Rub and mop adapted from my best brisket customer 

4-12 pound Wild Type Ranch beef brisket

Wild Willy’s Rub (below)

Basic Beer Mop (below)

The night before barbecuing, combine rub ingredients and apply evenly to brisket. Load it on! Make sure you reserve 1 tablespoon of the rub for the beer mop. Place the brisket in a plastic bag and refrigerate overnight.

Brisket is to sit out 45 minutes before smoking.

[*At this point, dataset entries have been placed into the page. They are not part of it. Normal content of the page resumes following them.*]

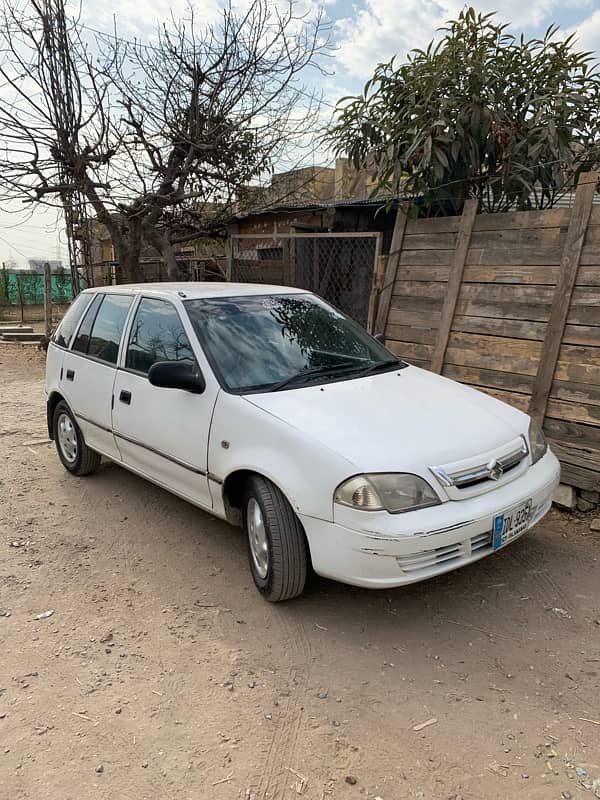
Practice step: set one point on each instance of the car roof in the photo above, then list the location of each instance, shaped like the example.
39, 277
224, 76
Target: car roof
190, 290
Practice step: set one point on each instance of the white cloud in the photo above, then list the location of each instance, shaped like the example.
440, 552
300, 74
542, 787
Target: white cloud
588, 33
372, 33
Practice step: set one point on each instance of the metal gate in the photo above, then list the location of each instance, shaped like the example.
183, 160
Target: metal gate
337, 266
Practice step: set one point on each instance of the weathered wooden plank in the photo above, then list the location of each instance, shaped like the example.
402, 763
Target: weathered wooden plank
580, 364
376, 287
564, 293
572, 432
551, 218
433, 225
413, 317
515, 399
408, 333
518, 237
573, 412
583, 315
508, 256
394, 258
410, 350
429, 241
452, 287
523, 329
580, 477
583, 457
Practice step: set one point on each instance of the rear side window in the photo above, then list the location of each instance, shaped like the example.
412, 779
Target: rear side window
66, 329
108, 327
82, 340
156, 335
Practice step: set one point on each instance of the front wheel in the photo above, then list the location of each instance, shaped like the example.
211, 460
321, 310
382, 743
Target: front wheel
72, 450
277, 549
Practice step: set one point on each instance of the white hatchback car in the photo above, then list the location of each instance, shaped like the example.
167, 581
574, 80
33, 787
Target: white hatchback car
267, 407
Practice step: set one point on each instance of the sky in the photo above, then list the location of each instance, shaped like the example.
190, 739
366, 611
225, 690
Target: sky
363, 33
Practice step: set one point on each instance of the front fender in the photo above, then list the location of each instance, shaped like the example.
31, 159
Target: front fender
245, 437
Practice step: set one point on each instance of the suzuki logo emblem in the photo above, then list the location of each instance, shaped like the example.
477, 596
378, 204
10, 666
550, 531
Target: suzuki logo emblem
495, 470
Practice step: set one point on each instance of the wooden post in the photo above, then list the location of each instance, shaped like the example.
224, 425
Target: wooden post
393, 261
48, 299
567, 278
378, 279
463, 239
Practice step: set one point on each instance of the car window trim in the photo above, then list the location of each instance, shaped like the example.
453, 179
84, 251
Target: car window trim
128, 329
79, 321
113, 364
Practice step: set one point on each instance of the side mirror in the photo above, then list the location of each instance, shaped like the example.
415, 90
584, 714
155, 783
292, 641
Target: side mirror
177, 375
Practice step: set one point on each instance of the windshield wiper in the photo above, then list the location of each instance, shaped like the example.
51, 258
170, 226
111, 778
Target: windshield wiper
322, 369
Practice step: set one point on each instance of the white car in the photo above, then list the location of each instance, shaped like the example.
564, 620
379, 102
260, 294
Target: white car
267, 407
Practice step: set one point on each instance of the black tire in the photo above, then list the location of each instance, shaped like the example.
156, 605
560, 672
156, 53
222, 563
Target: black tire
85, 460
287, 548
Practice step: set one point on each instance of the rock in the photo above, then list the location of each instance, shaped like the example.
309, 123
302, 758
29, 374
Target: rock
585, 505
591, 495
564, 496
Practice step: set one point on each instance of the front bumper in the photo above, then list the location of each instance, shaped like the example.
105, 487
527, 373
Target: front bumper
393, 550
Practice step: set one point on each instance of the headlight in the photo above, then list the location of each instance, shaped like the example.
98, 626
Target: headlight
392, 492
537, 441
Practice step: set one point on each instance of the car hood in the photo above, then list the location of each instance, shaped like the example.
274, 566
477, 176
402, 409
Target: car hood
404, 420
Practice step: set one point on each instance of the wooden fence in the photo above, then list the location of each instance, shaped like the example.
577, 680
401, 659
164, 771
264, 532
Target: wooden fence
509, 304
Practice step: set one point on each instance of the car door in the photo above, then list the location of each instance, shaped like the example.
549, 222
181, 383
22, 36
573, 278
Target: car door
90, 366
163, 433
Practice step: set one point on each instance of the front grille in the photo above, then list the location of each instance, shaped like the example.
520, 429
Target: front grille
442, 556
475, 472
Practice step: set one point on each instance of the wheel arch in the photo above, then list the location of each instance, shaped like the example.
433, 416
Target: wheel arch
54, 398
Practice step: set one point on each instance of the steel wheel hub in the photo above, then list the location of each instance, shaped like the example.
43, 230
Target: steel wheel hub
67, 438
257, 536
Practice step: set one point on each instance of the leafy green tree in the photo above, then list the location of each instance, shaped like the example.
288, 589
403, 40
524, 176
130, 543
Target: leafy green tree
480, 113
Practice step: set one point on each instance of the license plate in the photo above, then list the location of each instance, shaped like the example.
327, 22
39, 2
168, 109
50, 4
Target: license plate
511, 524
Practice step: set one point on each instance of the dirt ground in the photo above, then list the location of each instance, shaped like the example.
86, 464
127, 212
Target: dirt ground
163, 674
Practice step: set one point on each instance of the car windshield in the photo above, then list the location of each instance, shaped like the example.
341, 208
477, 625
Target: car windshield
270, 342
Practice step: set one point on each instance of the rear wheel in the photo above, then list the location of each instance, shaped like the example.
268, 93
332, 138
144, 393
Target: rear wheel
277, 549
72, 450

Meanwhile, bring smoker temp to 210-225 degrees.  This can be done on a grill or over wood, so long as heat is indirect, or you will overcook the bottom of your brisket.

Cook brisket 1 to 1 1/2 hours per pound.  Starting about half way through the estimated cooking time, baste liberally with the beer mop, and flip the brisket end-to-end.  Repeat every 1-2 hours thereafter.  Cook to 185-205 degrees, as measured by meat thermometer.  Remove from smoker, double wrap in foil and let rest for 30 minutes in a cooler. 

Slice diagonally across the grain and serve with warm Barbecue Sauce. 

Wild Willy's Number One-Derful Rub 

3/4 cup Paprika 
1/4 cup ground black pepper 
1/4 cup salt 
1/4 cup sugar 
2 tablespoons chili powder 
2 tablespoons garlic powder 
2 tablespoons onion powder 
2 tablespoons cayenne 

Combine and use to coat brisket or roasts. 

Basic Beer Mop  

12 ounces beer

½ c. cider vinegar

½ c. water

¼ c. extra virgin olive oil

½ medium onion, chopped 
3 garlic cloves, minced 
1 tablespoon Worcestershire sauce 
1 tablespoon of Wild Willy's Number One-Derful Rub

Combine ingredients and warm over low heat.